Brain Fog Insight Companion
A dual-end system (desktop host + wearable band) that detects brain-fog-related states, suggests actionable interventions, and verifies whether the intervention helps.
Note: this project is an assistive wellness tool for status estimation and behavior guidance. It is not a medical diagnostic device.
Project Overview
Brain fog is a non-diagnostic but widely used term for a cluster of cognitive symptoms: unstable attention, slower thinking speed, short-term memory decline, emotional irritability, and persistent mental fatigue. Most people can feel it immediately, but cannot explain why it happens, what type it is, or which intervention truly works for them.
I want this project to support both immediate relief and long-term lifestyle change. The immediate goal is to detect a brain-fog episode early and guide users toward concrete actions in minutes. The long-term goal is to build healthier rhythms over weeks and months: better sleep consistency, better stress recovery, and better focus hygiene in highly digital, high-pressure daily environments.

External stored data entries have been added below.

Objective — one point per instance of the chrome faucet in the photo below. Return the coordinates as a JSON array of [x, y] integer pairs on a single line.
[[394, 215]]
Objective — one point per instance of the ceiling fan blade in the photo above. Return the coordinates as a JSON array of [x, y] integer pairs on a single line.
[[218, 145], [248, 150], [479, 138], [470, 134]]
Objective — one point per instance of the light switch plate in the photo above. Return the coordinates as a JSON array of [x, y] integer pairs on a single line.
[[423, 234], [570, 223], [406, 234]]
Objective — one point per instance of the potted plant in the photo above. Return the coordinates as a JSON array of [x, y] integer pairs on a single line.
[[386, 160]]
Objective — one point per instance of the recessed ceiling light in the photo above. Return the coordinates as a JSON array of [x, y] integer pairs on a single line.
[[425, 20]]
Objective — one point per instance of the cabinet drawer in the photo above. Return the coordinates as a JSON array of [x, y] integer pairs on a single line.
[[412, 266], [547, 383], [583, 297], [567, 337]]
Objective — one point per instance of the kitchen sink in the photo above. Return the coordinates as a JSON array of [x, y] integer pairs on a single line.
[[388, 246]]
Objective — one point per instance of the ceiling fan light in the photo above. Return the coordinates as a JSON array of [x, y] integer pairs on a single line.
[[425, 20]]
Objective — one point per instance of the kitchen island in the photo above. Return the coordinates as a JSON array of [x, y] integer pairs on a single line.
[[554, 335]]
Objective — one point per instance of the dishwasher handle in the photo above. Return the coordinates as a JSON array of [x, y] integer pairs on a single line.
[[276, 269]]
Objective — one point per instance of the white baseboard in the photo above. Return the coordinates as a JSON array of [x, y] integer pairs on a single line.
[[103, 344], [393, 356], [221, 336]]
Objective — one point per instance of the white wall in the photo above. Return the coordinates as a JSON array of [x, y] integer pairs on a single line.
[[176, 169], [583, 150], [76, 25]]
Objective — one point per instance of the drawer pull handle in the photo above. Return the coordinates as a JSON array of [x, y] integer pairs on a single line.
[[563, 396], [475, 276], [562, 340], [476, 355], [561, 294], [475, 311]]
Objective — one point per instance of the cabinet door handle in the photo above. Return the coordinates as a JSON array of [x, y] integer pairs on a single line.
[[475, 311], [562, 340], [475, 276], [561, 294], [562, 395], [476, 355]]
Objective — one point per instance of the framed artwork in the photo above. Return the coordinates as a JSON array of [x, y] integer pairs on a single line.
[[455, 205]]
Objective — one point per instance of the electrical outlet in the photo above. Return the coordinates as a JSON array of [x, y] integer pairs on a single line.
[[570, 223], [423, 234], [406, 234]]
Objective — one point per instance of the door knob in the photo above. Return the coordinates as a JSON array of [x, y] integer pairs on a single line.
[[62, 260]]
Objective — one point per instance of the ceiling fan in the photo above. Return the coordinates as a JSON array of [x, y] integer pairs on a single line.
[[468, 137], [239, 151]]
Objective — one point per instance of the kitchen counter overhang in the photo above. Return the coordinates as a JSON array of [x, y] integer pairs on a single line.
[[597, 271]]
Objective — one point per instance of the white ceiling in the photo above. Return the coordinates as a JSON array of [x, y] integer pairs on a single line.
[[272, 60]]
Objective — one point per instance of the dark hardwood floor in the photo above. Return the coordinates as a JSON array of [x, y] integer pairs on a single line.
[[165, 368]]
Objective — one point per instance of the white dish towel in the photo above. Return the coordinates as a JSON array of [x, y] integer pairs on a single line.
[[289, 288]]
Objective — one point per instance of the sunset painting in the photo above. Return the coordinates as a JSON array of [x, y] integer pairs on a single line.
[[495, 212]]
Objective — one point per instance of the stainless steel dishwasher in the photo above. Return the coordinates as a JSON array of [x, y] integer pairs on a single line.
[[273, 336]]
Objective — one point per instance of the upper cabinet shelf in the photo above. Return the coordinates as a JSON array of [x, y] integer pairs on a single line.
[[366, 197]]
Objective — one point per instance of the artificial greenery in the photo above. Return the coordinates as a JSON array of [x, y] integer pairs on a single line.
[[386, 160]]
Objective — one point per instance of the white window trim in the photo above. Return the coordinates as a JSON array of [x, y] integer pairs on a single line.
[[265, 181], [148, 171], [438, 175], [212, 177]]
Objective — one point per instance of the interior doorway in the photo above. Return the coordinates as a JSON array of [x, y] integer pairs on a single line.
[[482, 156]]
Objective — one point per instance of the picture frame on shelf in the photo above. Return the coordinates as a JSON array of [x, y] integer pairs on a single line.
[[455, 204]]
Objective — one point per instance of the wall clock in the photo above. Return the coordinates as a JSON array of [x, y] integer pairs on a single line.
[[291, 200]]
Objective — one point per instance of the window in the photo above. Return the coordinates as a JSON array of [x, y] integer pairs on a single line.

The social motivation is practical: cognitive fatigue and brain-fog-like states reduce productivity at scale and also reduce quality of life at the individual level. Similar to fatigue-related safety risks, this is not only a personal discomfort issue but also an economic and public-health challenge. Many people know the feeling of "working while mentally blurred" for long periods, yet available tools are often fragmented or reactive.
The project logic follows a core theory: brain fog can be interpreted as functional overload or dysregulation in one or more working brain networks under continuous cognitive, emotional, and environmental stress. Based on this view, the system combines multimodal sensing and graded interventions to reduce overload and restore regulation capacity.
Existing intervention and biofeedback research suggests that structured breathing, guided micro-movement, stimulus-based attention reset, and personalized behavioral feedback can improve symptoms often reported as brain fog, including mood instability and memory complaints. This project applies that evidence in an engineering format that users can operate repeatedly in real life.
Therefore, this project turns subjective feeling into a measurable and testable loop: sense -> estimate -> intervene -> re-test -> personalize. The system computes a Brain Fog Index (BFI, 0-100), identifies likely trigger layers, then provides adaptive interventions and tracks effectiveness over time, so users can gradually move from passive coping to active self-regulation.
Functional Architecture
1) Multi-modal Monitoring (Parallel)
- Desktop side: blink frequency, gaze duration, posture, and interaction-task response.
- Wearable side: HRV, heart-rate trend, activity level, and sleep-related signals.
- Context channels: optional light/noise/environmental disturbance tags.
2) AI Fusion and Cause Layering
- Data fusion engine combines physiological + behavioral + contextual features.
- Brain Fog Index (BFI) outputs severity levels (mild / moderate / severe).
- Likely trigger categories: sleep deficit, chronic stress load, hormonal rhythm shift, and environment interference.
3) Tiered Intervention Engine
- Level 1: attention reset, paced breathing (4-7-8), short micro-movement prompts.
- Level 2: synchronized 40Hz audio-visual stimulation on desktop (with intensity/time safety limits).
- Level 3: wearable-guided execution with vibration, voice/animation cues, and IMU-based completion check.
4) Closed-loop Evaluation
- Automatic before/after comparison: BFI delta, HRV recovery, blink normalization, and compliance score.
- Intervention strategy is updated using session history to improve personalization.
- Long-term record shows high-risk periods, trigger patterns, and best-performing interventions.
Hardware and Build Plan
- Host board: ESP32-S3 custom control board with display, camera, audio, and stimulation interfaces.
- Wearable board: low-power MCU board with PPG, IMU, vibration motor, battery, and charging management.
- Communication: BLE between host and wearable, with local logging for offline robustness.
- Structure: desk-side enclosure + 3D printed wearable shell and dock.
Milestones
- M1: stable sensing pipeline and synchronized host-band communication.
- M2: BFI V1 model (rule-based fusion) and intervention scheduler.
- M3: integrated closed-loop demo with measurable pre/post improvement report.
Expected Impact
The goal is to provide a practical "mental clarity companion" that helps users notice early cognitive fatigue, take targeted actions, and build healthier work-rest rhythms. Instead of one-time advice, the project focuses on repeatable sensing and evidence-based adjustment.